For two Samoas, a singular beauty
Stopping for water along a mountain trail on the South Pacific island of Tutuila, I listened to a cheerful birdcall pierce the leafy tangle of rain forest surrounding me.
"That's the tiotala," said Pua Tuaua, a ranger working for the American Samoa National Park and my guide for the morning. "When a group of them come together and give a certain cry, rain is coming."
Tuaua said this small, blue and white kingfisher was just one of many native birds vital to the Samoan people, who first traveled by sea to the volcanic archipelago 3,000 years ago.
"Even today, we still listen for the tiotala to tell us what kind of day it's going to be," he said.
Although still in its infancy, American Samoa tourism is growing, welcoming more than 15,000 travelers from the 50 U.S. states in 2012, 4.5% more than in 2011, according to the territory's tourism bureau.

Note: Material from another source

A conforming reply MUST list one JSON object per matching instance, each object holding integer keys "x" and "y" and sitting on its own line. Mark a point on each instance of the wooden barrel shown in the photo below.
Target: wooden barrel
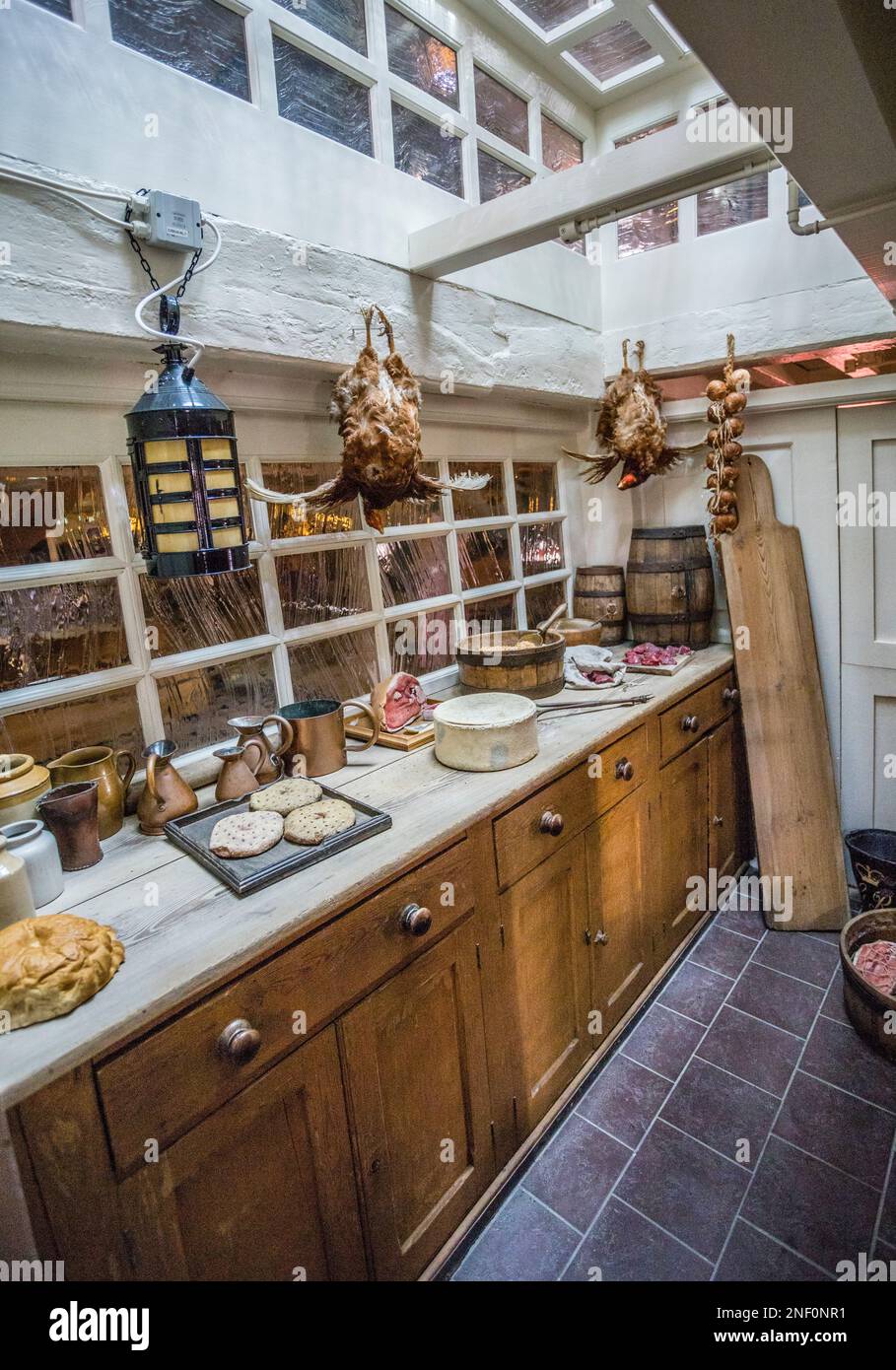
{"x": 668, "y": 586}
{"x": 599, "y": 593}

One of the main attractions is certainly the national park land that travelers can explore across three islands.
My hike with Tuaua over the saddle of one of Tutuila's verdant mountain ranges was relatively short and passed first through pristine rain forest before reaching a remote beach on the park's northern boundary, occupied only by seabirds; warm, blue water; and jaw-dropping vistas of the rocky coastline.
"It's that untouched quality, I think, that makes this place so appealing from a tourism standpoint," Russ Cox, a boat captain working for Pago Pago Marine Charters, told me the next day. "Hiking, fishing, diving, snorkeling, there's just so much to do and see."